The home sun had receded steadily. Ice spread from polar caps across the land and the oceans, until much of the planet was clad in a thick layer of hardening water ice. At last the very air began to rain out of the sky, liquid oxygen and nitrogen running down the frozen river valleys to pool atop the vast ice sheets, forming a softer snow metres thick.
She wondered what had become of the people. Had they retreated underground into caves? Had they fled their planet altogether – perhaps even migrated to new worlds surrounding the wrecking star?
‘This world itself is not without inner heat,’ the ghost said softly. ‘The deep heart of a planet this size would scarcely notice the loss of its sun.’
‘The volcano,’ Minda said dully.
‘Yes. That is one manifestation. And vents of hot material on the spreading seabed have even kept the lower levels of the ocean unfrozen. We believe there may still be active life forms there feeding on the planet’s geothermal heat. But they must have learned to survive without oxygen…’
‘Do you have that on your world? Deep heat, water under the ice?’
‘Yes. But my world is small and cold; long ago it lost much of its inner heat.’
‘The world I come from is bigger than this frozen ruin,’ she said, spreading her arms wide. ‘It has lots of heat. And it is a double world. It has a Moon. I bet even the Moon is bigger than your world.’
‘Perhaps it is,’ the ghost said. ‘It must be a wonderful place.’
‘Yes, it is. Better than your world. Better than this.’
‘Yes.’
She was very tired. She didn’t seem to be hungry, or thirsty. She wondered how long it was since she had eaten. She stared at the frozen air around her, trying to remember why she had come here. An idea sparked, fitfully.
She got to her knees. She could feel the diamond grid of the suit’s heating elements press into the flesh of her legs. She swept aside the loose snow, but beneath there was only a floor of hard water ice.
‘There’s nothing here,’ she said dully.
‘Of course not,’ the ghost said gently. ‘The tides washed it all away.’
She began to pull together armfuls of loose snow. Much of it melted and evaporated, but slowly she made a mound of it in the centre of the room.
‘What are you doing?’
‘Maybe I can breathe this stuff.’ She knew little about the flitter’s systems. Maybe there was some hopper into which she could cram this frozen air.
But the ghost was talking to her again, its voice gentle but persistent, unwelcome. ‘Your body is continuing to manage the crisis. Carbohydrates which would normally feed your brain are now being burnt to generate more heat. Your brain, starved, is slowing down; your coordination is poor. Your judgement is unreliable.’
‘I don’t care,’ she growled, scraping at the frozen air.
‘Your plan is not likely to succeed. Your biology requires oxygen. But the bulk of this snow is nitrogen. And there are trace compounds which may be toxic to you. Does your craft contain filtering systems which—’
Minda drove her suited arm through the pile of air, scattering it in a cloud of vapour. ‘Shut up. Shut up.’
She walked back to the flitter. By now it felt as if she was floating, like a ghost herself.

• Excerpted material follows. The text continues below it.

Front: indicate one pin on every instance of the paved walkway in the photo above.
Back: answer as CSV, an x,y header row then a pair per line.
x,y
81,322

The silver ghost told her about the world it came from. It was like Snowball, and yet it was not.
The ghosts’ world was once Earth-like, if smaller than Earth: blue skies, a yellow sun. But even as the ghosts climbed to awareness their sun evaporated, killed by a companion pulsar. It was a slower process than the doom of Snowball, but no less lethal. The oceans froze and life huddled inward; there was frantic evolutionary pressure to find ways to keep warm.
Then the atmosphere started snowing.
The ghosts had gathered their fellow creatures around them and formed themselves into compact, silvered spheres, each body barely begrudging an erg to the cold outside. Finally clouds of mirrored life forms rolled upwards. The treacherous sky was locked out – but every stray wisp of the planet’s internal heat was trapped.